WHAT IS THIS ? BOTH SINGAPORE AND DUBIE CAN BOOST ABOUT STORES AND HAVEING NO CRIME . THE US COULD TO IF PROSTITUTION WAS MADE LEGAL . SELLING HUMANS , ESPECIALLY WOMEN AND BABY GIRLS , FOR SEX SLAVES , WAS MADE LEGAL .YES . MANY COUNTRYS COULD BOOST IF DRUGS , PROSTITUTION . SELLING HUMANS , WAS MADE LEGAL . THE ONLY DIFFRENCE I KNOW BETWEEN SINGAPORE AND DUBIE IS SINGAPORE MAKES BEING A PIMP ILLIGAL .

THANK YOU ,
KEVIN R. MC INTYRE

Seabee said...

KMc, you might want to come back to comment again when you've sobered up.

Kerry said...

Personally, I don't like it when people compare Singapore & Dubai, we have hardly anything in common.

Singapore was built on the hard work of Chinese coolies & MM Lee, without a single natural resource (and we still import water from Malaysia). Racism is taboo and outlawed (unlike in Dubai), we have an established & diversified economy built on petrochemicals, finance & electronics.

I'm not sure what Dubai has, but first & foremost I think "petrocash". They may seem rich now, but the economy is really very vulnerable; it never had a solid, sustainable base to build on (2009 financial crisis).

Singapore & Dubai may seem similar at a VERY superficial level, but in reality we have nothing in common.

Seabee said...

Kerry: "I'm not sure what Dubai has, but first & foremost I think "petrocash". They may seem rich now, but the economy is really very vulnerable; it never had a solid, sustainable base to build on (2009 financial crisis)."

Completely wrong I'm afraid. 'Petrocash' doesn't come into it, Dubai has never had much oil and it contibutes less than 5% of the economy. Dubai was built on trading, it's always been a commercial centre and that has always, and continues to be, its solid sustainable base.

As I've pointed out with examples in several posts, there are indeed similarities.

Kerry said...

Well, I don't know much about Dubai, so I may very well be wrong on that point. But I do believe Dubai's economy would've collapsed if not for Abu Dhabi's petrocash support, no? And I believe a significant amount of government revenue comes from Abu Dhabi too. I don't see Dubai's finance or trading industries as being very developed at all.

Even then, Dubai's transport system, legal system, human rights law cannot compare. True, Singapore has a bad human rights record, but I believe Dubai's is much worse.

Kerry said...

By the way, with reference to my original point, I believe Dubai was initially built on petrocash (from itself or other Emirates).
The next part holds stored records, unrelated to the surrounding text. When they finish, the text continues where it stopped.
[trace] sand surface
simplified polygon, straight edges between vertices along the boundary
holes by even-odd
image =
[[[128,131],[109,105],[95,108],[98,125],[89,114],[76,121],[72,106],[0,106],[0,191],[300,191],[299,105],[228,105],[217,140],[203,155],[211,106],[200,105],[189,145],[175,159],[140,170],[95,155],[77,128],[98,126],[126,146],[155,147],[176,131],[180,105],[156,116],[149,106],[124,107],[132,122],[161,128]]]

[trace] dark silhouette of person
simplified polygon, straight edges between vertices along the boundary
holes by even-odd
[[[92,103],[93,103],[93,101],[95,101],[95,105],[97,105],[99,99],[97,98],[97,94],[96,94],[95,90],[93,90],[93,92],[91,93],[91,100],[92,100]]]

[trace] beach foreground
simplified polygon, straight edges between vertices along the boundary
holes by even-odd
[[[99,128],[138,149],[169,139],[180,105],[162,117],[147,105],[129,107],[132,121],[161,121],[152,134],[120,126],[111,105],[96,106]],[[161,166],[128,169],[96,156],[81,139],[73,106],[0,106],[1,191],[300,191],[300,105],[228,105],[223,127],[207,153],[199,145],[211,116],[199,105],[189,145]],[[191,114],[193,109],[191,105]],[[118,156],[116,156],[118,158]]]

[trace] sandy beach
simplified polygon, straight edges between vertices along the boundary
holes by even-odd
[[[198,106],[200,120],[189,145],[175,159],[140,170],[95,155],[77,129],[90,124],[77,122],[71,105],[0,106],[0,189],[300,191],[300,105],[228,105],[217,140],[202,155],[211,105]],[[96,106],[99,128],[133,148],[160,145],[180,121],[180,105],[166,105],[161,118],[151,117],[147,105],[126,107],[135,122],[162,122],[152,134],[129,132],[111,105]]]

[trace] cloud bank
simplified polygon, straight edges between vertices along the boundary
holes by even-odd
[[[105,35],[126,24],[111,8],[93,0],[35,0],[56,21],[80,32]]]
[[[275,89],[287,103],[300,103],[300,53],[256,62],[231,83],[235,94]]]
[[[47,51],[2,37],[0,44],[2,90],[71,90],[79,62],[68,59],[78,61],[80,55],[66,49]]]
That's in accordance with a referenced claim from wikipedia. In contrast, Singapore was built solely from Lee Kuan Yew and Chinese coolies' hard work. So I believe my original point was correct.

With relation to the current economy, you may be right that Dubai has trading and financial stuff going on, but it's heavily dependent on property speculation and building. This part of the economy is evidently unsustainable, esp if its failues need to be constantly compensated for using Abu Dhabi's petrocash.

Seabee said...

Kerry, be careful believing what you read on Wiki, it's simply stuff posted by ordinary private individuals (like you and me) and is not necessarily correct. Dubai was a thriving trading port and retail centre for a century before a small amount of oil was found in 1966.

The UAE was not formed until 1971 and the independent emirates certainly didn't help each other out before that.

In this current financial crisis Abu Dhabi did come to the rescue with, from memory, $20 billion. The crisis was caused by the ridiculous and out-of-control property development and that's the bubble that burst. It was unsustainable, unregulated, uncontrolled and it had to collapse.

The real economy - the trading - has always been there, is still there and is very strong. Tourism and retail has added to that real economy in the last decade.

I agree with your last paragraph, and obviously there will be areas where one city is 'better'than the other and where there are no similarities. My post simply discussed some areas where there are similarities between the two cities.

Anonymous said...

Can anybody comment on which city is more advanced?